The SpaceX founder knows what he’s talking about, Roscosmos head Yury Borisov has said
There might be something to SpaceX head Elon Musk’s opinions about extraterrestrial civilizations, Roscosmos Director-General Yury Borisov has said.
Speaking at a Milken Institute conference in Los Angeles on Monday, Musk speculated that space probes might find ruins of ancient civilizations somewhere out there.
“Musk is an authority on this, he should probably be believed,” Borisov told TASS on Tuesday, when asked about the tech entrepreneur’s comments.
Roscosmos has had a friendly rivalry with SpaceX in recent years, as NASA began delegating the bulk of American space projects to Musk’s private company.
“We want to make sure that the Apollo [program]is not the high-water mark” of human space exploration, Musk argued on Monday at the Milken Institute event.

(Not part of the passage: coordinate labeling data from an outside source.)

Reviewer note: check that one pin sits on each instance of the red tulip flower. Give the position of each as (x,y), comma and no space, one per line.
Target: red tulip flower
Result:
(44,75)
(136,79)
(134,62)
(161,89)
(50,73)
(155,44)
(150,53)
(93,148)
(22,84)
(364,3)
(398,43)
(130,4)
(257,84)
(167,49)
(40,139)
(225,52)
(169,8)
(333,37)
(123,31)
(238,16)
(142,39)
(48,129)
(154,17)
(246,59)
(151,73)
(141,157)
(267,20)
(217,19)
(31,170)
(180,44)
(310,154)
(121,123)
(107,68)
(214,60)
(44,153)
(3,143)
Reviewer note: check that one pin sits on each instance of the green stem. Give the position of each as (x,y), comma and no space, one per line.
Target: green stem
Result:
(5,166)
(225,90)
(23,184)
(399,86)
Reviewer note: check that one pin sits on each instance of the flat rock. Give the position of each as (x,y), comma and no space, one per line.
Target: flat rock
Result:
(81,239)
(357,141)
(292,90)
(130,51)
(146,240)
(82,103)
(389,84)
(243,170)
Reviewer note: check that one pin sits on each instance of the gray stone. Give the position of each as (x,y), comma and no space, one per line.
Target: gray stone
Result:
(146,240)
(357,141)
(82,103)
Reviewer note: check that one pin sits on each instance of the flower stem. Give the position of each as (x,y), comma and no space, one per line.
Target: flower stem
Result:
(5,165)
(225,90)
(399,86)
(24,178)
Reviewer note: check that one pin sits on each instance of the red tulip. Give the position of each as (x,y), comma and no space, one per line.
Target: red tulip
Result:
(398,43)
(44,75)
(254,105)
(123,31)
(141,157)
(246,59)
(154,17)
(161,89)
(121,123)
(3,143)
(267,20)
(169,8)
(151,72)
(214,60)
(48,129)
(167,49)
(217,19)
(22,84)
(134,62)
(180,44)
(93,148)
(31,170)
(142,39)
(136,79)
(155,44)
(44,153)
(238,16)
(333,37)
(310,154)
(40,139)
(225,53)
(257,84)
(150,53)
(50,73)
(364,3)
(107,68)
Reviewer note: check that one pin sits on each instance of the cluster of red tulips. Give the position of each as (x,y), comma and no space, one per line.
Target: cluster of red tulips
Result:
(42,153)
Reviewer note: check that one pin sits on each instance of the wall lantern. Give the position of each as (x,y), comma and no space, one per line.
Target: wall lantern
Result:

Explaining his long-running argument about the need for humanity to be a “multi-planet civilization,” Musk argued that any species that fails to do so is basically just waiting to be wiped out.
“We want to get past the Fermi filter of being a single-planet civilization,” Musk added. “If we send probes out there we might find the remains of long-dead alien civilizations.”
However, Musk dismissed the notion that aliens might be visiting the earth or living among humans as something out of Hollywood.
“I have not seen any evidence of aliens,” on our planet, Musk said, adding that SpaceX’s Starlink system has roughly 6,000 satellites, “and not once have we had to maneuver around a UFO.” This absence of alien visitors actually suggests that “civilization is precarious and rare,” he added.
Musk has frequently spoken about his plans to colonize Mars by 2050, building a fleet of 1,000 spaceships over the next decade.
Borisov took over Roscosmos in July 2022, having previously served as deputy prime minister for defense and space industries. While Musk has made reaching Mars his obsession, Borisov has spearheaded Roscosmos efforts to develop heavier rocket boosters and build a Russian space station that would replace the aging ISS.